Labor has also made repeated calls for significant changes to be made to the scheme, and that's what we're doing with the second reading amendment today: increasing the minimum payment to $200,000, which was a key recommendation of the royal commission; ensuring that payments are not indexed when calculating a redress payment; ensuring that prior payments which do not relate to institutional child sex abuse are not deducted from redress; introducing an advance payment scheme for elderly and the ill; ensuring that governments act as funders of last resort for all institutions; guaranteeing that the review of an offer of redress will not result in the offer being reduced; and providing necessary ongoing psychological counselling and support for recipients of redress.
That's a big issue I want to place on record today that the government needs to do more on. They need to be working more constructively with organisations, support groups and the survivors themselves. We know that there is a huge list of recommendations that are not included in this bill.
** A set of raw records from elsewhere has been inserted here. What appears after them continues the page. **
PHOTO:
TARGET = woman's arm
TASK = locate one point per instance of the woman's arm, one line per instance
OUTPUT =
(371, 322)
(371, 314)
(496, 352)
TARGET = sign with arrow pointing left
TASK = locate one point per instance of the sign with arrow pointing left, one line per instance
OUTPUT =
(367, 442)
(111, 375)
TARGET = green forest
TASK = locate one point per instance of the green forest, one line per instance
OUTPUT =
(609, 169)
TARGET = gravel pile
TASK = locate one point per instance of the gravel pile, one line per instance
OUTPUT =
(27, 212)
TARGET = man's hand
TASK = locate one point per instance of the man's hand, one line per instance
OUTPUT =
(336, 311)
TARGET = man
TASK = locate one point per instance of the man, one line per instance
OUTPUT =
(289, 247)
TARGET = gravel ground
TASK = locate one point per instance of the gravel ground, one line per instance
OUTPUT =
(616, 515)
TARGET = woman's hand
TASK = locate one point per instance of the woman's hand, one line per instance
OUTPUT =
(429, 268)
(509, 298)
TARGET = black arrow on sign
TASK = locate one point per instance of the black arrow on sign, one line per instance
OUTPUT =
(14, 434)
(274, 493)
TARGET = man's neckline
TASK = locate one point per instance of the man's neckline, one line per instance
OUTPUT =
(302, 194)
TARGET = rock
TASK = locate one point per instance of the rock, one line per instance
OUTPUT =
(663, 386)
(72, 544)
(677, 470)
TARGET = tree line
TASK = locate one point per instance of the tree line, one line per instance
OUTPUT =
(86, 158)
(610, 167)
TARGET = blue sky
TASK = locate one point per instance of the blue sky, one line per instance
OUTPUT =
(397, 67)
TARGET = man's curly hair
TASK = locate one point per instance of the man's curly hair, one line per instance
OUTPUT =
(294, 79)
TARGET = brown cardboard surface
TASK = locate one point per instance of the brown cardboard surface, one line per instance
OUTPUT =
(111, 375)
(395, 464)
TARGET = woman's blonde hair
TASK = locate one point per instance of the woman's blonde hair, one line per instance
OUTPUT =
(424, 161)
I want to support and trust what the government is saying on this but, so far, their record in delivering a redress scheme that meets expectations has not lived up to that. As someone who's been following this for a number of years, I really want to make sure that the government hears this message today. They have to do better with the implementation and management of the Redress Scheme in this country.
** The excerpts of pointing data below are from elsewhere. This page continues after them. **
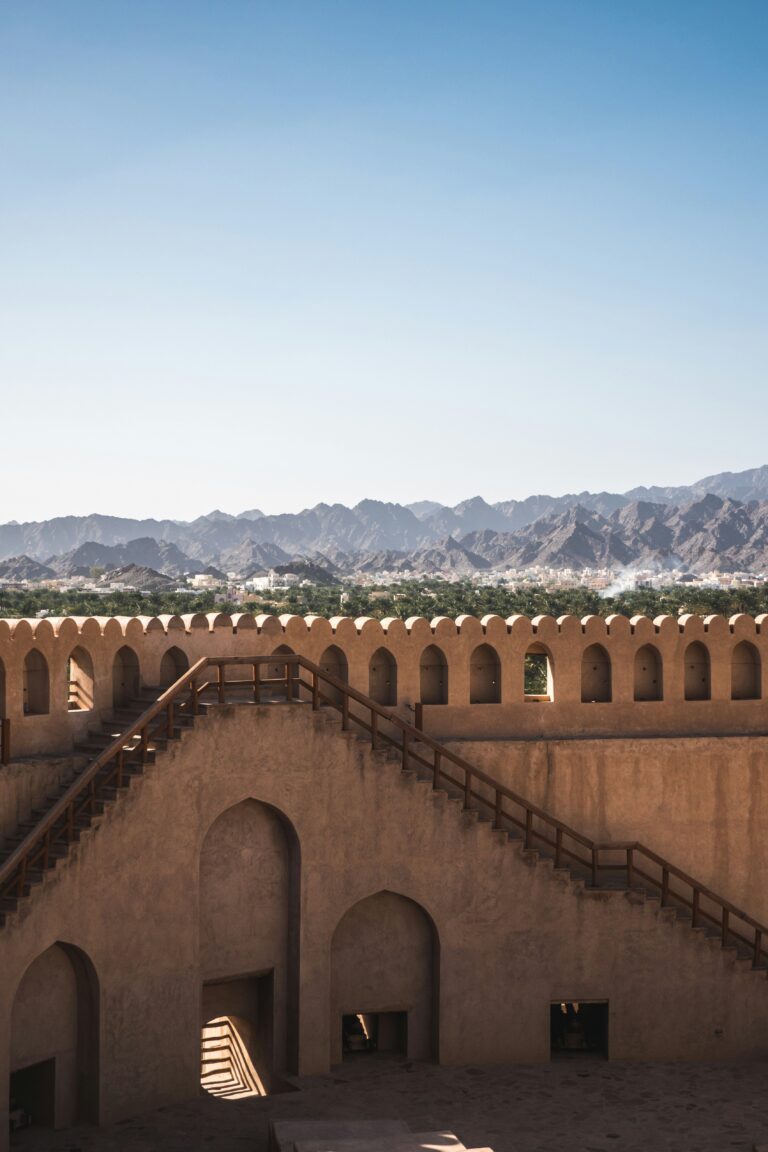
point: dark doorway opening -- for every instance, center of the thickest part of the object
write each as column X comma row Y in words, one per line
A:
column 32, row 1096
column 374, row 1031
column 578, row 1028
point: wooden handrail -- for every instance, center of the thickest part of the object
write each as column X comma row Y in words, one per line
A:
column 411, row 742
column 5, row 741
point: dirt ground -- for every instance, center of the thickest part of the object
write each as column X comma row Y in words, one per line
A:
column 575, row 1105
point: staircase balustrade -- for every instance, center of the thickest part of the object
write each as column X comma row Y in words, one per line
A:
column 607, row 865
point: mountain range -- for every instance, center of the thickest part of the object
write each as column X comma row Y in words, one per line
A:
column 720, row 522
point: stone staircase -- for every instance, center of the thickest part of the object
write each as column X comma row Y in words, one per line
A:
column 141, row 743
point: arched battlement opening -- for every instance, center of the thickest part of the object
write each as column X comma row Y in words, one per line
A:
column 174, row 664
column 382, row 677
column 80, row 680
column 697, row 672
column 745, row 672
column 485, row 675
column 37, row 684
column 126, row 676
column 595, row 675
column 433, row 676
column 334, row 661
column 385, row 962
column 648, row 674
column 250, row 876
column 278, row 669
column 538, row 674
column 54, row 1040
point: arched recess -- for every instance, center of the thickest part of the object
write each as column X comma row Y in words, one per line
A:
column 595, row 675
column 697, row 672
column 485, row 675
column 250, row 869
column 80, row 680
column 37, row 684
column 648, row 675
column 126, row 676
column 382, row 677
column 278, row 668
column 433, row 676
column 745, row 672
column 54, row 1039
column 538, row 673
column 385, row 971
column 333, row 661
column 174, row 664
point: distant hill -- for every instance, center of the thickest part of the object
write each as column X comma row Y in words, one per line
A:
column 719, row 522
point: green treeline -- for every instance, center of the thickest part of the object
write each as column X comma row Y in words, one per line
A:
column 413, row 598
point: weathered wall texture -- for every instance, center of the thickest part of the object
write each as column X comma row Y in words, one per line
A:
column 509, row 932
column 608, row 676
column 700, row 802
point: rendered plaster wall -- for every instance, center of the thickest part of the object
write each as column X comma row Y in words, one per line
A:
column 346, row 646
column 510, row 933
column 700, row 803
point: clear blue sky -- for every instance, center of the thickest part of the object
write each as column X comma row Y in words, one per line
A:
column 267, row 254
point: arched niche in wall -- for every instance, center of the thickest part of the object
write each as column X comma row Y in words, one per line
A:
column 37, row 684
column 80, row 680
column 385, row 970
column 595, row 675
column 54, row 1039
column 250, row 877
column 382, row 677
column 648, row 682
column 173, row 666
column 538, row 674
column 697, row 672
column 126, row 676
column 745, row 672
column 433, row 676
column 485, row 675
column 333, row 661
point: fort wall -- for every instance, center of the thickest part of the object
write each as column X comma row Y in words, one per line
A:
column 510, row 934
column 613, row 676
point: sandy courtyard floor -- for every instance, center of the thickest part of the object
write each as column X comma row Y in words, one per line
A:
column 569, row 1106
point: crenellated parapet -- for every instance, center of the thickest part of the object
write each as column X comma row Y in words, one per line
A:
column 534, row 679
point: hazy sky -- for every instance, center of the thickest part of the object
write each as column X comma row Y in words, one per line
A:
column 268, row 254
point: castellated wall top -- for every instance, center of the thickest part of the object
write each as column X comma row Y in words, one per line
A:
column 603, row 675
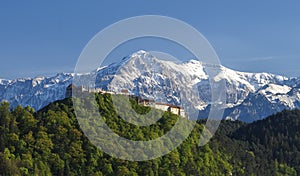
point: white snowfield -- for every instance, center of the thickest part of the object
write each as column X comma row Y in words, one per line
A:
column 142, row 74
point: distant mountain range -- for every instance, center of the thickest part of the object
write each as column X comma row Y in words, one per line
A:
column 249, row 96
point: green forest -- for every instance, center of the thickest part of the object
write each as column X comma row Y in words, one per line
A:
column 50, row 142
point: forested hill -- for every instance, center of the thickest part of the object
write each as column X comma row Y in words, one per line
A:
column 50, row 142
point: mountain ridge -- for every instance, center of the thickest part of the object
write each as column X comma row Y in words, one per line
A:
column 166, row 81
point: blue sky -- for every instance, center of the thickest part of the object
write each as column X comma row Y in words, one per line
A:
column 43, row 38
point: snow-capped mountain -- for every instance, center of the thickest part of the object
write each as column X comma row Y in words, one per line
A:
column 249, row 96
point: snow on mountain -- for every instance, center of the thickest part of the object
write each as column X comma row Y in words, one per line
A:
column 249, row 96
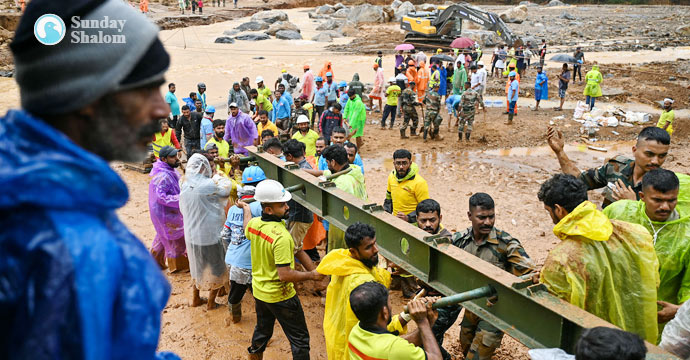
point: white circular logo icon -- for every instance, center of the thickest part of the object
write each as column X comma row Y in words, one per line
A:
column 49, row 29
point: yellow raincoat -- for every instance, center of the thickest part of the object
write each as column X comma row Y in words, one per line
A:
column 594, row 79
column 346, row 274
column 606, row 267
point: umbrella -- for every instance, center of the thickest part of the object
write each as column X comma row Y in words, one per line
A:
column 443, row 57
column 564, row 58
column 461, row 43
column 404, row 47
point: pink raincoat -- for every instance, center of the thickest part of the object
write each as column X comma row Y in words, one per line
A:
column 164, row 208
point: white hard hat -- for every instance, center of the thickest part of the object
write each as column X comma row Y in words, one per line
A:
column 271, row 191
column 302, row 119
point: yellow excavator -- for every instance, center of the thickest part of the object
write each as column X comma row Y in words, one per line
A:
column 440, row 27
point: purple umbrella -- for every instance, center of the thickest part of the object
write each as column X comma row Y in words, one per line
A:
column 461, row 43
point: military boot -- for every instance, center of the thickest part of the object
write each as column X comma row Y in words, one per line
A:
column 236, row 312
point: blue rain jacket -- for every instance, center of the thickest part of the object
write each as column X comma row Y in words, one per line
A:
column 74, row 282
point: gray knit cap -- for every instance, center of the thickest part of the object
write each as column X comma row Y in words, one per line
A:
column 70, row 75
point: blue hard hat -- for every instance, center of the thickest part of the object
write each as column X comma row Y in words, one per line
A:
column 253, row 175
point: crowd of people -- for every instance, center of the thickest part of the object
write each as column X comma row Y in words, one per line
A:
column 78, row 284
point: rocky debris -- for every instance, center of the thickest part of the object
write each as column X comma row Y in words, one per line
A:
column 331, row 24
column 366, row 13
column 515, row 15
column 270, row 16
column 288, row 35
column 402, row 10
column 253, row 26
column 253, row 36
column 322, row 37
column 567, row 16
column 224, row 40
column 325, row 9
column 341, row 14
column 281, row 25
column 484, row 37
column 349, row 30
column 683, row 30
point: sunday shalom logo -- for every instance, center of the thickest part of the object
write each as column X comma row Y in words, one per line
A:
column 97, row 31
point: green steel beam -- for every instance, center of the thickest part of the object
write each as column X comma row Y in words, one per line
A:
column 524, row 311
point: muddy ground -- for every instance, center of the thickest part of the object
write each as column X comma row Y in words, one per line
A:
column 509, row 163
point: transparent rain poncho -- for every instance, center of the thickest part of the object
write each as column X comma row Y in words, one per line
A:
column 202, row 198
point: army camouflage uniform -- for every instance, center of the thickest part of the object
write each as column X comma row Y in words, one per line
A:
column 466, row 109
column 432, row 100
column 618, row 168
column 478, row 338
column 408, row 100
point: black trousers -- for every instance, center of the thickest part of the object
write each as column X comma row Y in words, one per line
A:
column 237, row 291
column 290, row 316
column 389, row 110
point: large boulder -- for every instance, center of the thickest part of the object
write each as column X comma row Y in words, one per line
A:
column 281, row 25
column 403, row 9
column 323, row 37
column 331, row 24
column 483, row 37
column 366, row 13
column 253, row 26
column 325, row 9
column 270, row 16
column 288, row 35
column 224, row 40
column 341, row 14
column 683, row 30
column 253, row 37
column 515, row 15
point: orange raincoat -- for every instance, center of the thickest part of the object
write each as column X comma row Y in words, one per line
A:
column 422, row 80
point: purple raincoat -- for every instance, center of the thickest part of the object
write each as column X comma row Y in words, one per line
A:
column 241, row 131
column 164, row 207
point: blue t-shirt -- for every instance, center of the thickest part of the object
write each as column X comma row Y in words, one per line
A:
column 320, row 96
column 332, row 91
column 513, row 90
column 281, row 109
column 171, row 99
column 206, row 128
column 239, row 252
column 323, row 165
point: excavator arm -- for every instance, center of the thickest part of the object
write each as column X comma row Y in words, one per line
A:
column 442, row 26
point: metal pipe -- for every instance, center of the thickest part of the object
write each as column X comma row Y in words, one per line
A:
column 478, row 293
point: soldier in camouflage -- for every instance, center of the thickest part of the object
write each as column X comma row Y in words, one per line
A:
column 466, row 108
column 408, row 100
column 432, row 101
column 478, row 338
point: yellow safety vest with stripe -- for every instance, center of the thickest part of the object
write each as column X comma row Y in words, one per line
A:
column 160, row 141
column 381, row 345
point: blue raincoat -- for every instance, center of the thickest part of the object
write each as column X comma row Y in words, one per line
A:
column 444, row 81
column 75, row 283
We have a duty and obligation to those survivors. We have a duty of care to ensure not only that those people's voices are heard but that the scheme is simple and easy to navigate. All the evidence that we've heard is that that is not the case. To be fair to the government, they have tried; but they need to do better. That is not from the member for Oxley or the Labor opposition; it is the voice of so many in Australia saying this scheme needs to work—the families of survivors, the people who have been caught up in this system, the people that haven't come forward yet because of their fears or concerns around accessing the scheme and the difficulties they're having to navigate with the Commonwealth government, their fear of government and their misunderstanding of what's happened. Ms Kruk's report is a really vital and important one. I'm hopeful that the government will look at all those recommendations, and I will take them at their word they will be working through them. While the bill today deals with some of the modifications to the scheme, there is still a huge amount of work to be done in terms of giving justice to survivors.
I will finish my remarks today by paying tribute to the survivors. Understanding their pain and trauma is one thing, but delivering justice for them is another. I commit myself today to making sure that I keep learning from, listening to and hearing their experiences, bringing their voices to the parliament to ensure that justice for the pain and trauma they have gone through their entire lives is not only seen to be done but is delivered.